被災地の高台移転で埋蔵文化財の扱いが課題に!文化庁は発掘調査に全力

 歴史か現実か--。東日本大震災からの復興に向けた宅地移転や基盤整備を前に、埋蔵文化財をどう扱うかという課題が浮上している。被災地に限ったことではないが、貴重な文化財は後世に残していくのが原則。しかし、仮に住宅地の移転候補地で重要な遺跡が見つかった場合には、計画の見直しを迫られ、速やかな復興の足かせにもなりかねない。文化庁は2012年度、今後膨大な開発行為が予定される被災地に人員を集中投入し、埋蔵文化財の緊急発掘調査に乗り出す。
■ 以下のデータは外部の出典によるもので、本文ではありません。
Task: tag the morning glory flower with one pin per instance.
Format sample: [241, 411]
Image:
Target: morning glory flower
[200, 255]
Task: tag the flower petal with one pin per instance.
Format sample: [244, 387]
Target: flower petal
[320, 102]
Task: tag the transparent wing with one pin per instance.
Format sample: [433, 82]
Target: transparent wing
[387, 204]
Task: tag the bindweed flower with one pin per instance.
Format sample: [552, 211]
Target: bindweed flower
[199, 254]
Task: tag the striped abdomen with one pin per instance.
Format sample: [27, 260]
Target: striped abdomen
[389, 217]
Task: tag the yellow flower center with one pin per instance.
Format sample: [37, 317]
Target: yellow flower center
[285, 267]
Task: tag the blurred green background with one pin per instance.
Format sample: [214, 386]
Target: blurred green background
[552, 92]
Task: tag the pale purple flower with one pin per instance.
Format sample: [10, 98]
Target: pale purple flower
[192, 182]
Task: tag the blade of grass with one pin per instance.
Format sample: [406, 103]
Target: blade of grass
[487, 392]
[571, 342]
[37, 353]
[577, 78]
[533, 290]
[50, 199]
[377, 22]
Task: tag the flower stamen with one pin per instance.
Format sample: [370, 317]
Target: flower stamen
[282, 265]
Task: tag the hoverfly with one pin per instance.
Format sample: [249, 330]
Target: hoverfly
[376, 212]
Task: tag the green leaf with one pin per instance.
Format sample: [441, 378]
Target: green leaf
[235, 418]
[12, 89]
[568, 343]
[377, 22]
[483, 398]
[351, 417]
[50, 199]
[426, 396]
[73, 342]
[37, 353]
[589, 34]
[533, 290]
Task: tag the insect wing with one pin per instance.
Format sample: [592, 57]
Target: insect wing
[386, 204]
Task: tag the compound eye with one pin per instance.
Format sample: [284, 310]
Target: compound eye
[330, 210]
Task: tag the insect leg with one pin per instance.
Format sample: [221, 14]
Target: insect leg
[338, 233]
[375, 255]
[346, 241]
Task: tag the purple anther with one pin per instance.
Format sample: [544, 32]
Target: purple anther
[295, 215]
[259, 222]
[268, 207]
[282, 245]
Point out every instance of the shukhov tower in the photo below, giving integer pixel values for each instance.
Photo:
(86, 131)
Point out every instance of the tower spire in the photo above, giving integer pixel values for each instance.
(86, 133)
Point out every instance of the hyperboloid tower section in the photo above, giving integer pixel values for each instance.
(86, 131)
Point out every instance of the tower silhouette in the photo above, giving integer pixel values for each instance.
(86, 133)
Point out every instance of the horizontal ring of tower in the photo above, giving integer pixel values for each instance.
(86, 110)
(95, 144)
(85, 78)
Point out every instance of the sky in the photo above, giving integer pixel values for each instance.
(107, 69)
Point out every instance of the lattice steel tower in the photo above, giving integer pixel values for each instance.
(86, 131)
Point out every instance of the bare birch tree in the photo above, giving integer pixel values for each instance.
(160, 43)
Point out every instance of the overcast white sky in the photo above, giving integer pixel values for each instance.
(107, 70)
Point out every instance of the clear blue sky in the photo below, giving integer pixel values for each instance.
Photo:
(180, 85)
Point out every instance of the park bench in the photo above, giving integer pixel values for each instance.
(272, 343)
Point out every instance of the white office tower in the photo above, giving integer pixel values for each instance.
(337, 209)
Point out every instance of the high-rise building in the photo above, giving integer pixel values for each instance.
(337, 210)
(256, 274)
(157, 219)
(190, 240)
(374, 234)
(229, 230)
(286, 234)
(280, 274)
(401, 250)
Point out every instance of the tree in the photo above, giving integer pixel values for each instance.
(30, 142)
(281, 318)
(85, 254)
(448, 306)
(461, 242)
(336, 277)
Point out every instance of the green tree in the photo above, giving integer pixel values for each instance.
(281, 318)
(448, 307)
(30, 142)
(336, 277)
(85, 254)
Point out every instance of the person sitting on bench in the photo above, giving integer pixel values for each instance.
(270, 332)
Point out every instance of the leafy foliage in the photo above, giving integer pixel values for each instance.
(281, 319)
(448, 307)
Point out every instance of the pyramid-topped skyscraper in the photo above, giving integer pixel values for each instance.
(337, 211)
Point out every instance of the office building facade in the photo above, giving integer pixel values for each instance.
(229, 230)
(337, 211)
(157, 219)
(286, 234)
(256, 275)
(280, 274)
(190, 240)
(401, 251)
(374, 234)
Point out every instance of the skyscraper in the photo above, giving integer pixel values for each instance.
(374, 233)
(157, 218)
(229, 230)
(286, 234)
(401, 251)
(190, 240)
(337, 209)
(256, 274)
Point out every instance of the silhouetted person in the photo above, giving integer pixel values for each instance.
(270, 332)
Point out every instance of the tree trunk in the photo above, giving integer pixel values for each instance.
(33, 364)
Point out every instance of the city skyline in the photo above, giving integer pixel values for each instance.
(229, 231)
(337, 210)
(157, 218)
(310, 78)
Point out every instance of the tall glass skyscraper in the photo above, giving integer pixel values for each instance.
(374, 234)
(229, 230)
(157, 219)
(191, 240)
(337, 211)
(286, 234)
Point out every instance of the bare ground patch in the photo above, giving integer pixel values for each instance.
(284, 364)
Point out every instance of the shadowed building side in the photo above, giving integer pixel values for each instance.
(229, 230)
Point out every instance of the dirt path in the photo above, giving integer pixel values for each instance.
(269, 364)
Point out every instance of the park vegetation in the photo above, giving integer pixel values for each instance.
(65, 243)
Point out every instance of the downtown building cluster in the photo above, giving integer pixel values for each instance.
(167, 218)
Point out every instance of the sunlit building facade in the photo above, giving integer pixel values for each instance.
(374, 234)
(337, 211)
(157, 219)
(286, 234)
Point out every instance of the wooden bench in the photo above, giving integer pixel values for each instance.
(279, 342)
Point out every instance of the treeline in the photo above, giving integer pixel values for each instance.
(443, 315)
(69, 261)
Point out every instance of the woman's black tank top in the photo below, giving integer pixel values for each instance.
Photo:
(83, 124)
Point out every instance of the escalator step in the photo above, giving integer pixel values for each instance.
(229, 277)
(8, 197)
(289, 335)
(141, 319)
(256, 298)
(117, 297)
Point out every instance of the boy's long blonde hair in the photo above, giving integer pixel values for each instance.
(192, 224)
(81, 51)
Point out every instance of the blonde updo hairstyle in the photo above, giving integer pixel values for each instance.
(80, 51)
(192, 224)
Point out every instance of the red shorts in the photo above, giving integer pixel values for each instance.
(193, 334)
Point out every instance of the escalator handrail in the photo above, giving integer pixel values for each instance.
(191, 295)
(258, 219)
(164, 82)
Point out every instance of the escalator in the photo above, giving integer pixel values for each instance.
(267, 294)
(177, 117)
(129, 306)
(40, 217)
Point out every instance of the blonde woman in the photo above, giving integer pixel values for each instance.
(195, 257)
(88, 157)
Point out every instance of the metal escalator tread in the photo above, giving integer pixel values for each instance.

 埋蔵文化財は、発掘調査により、その存在を明らかにすることで、文字に記すことのできない『無言の歴史』を後世に伝える国民の共有財産だ。東北地方には縄文時代の遺跡などが多く眠っているという。
 通常、土地区画整理事業や道路建設などの土木工事を行う際には、周知の「包蔵地」では事前の届出や発掘調査などが必要で、それ以外のエリアでも発見後の現状維持が求められる。
 しかし、復興が急がれる被災地では、これまでどおり時間をかけ、すべてをしっかりチェックすることは難しい。復興まちづくりの進展に伴い、高台移転や区画整理といったボリュームのある開発行為が、各地で一気に同時進行する可能性があり、マンパワーも追いつかなくなるためだ。
 そこで発掘調査区域の優先順位を付け、場合によっては本格的な発掘を免除し記録に努めるなど、柔軟な措置を講じる。
 文化庁はこれまでに、各都道府県・政令市の教育委員会に対し職員派遣を要請。オールジャパン体制で発掘調査に臨む方針だ。
 4月から各地で試掘や確認調査を精力的に展開し、発掘調査の必要性を見極めていく。もし、重要度の高い遺跡が発見された場合は、地元自治体や住民らの理解を求め、極力保存することになりそうだ。
 同庁は12年度予算案に、埋蔵文化財緊急発掘調査費(東日本大震災復興交付金)として18億円を計上。このほか、全国で700件超の被害が報告されている建造物や記念物などの文化財復旧費に、約19億円を設定している。